The production rights for most of Krtek’s 60 cartoons are owned by Zeme Pohadek, a Prague-based production and publishing company that bought the rights from Kratky Film in 2003. It has sold 2.2 million Krtek DVDs since then and owns licenses with French, Chinese, German and Scandinavian broadcasters.
After the 16-day final Endeavour flight, Feustel, who took a book of Czech poetry with him on an earlier mission, and his wife Indira, who has Czech roots, toured the Czech Republic to promote science and technology to children.
“We hope that through his adventures in space, children and youth will become interested in math and science and technology, and will grow those educational experiences toward future careers,” Feustel said at the time.

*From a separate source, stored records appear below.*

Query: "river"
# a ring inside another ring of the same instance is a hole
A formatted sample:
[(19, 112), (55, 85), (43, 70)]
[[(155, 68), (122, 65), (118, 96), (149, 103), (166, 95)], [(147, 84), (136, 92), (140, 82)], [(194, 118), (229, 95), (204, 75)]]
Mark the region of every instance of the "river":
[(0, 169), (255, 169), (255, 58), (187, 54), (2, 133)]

Milerova, a student at Prague’s Anglo-American College, set up the Zdenek Miler Foundation to manage charity work with kids shortly after he died on Nov. 30, 2011. Miler, who liked the idea, created a worldwide trademark for Karolina to allow her to promote Krtek internationally.
The first app, a Krtek-themed Pexeso, which is a Czech version of the game known as Concentration in the U.S., was designed by ULikeIT s.r.o., a Czech app maker. A second e-coloring book is in design. Proceeds from app sales go to the foundation to help educate orphaned and disabled children.
“My grandfather was so happy to see Krtek on Endeavour,” said Milerova. “I want to continue to promote Krtek over there with books, movies and toys. I feel morally obliged to do so.”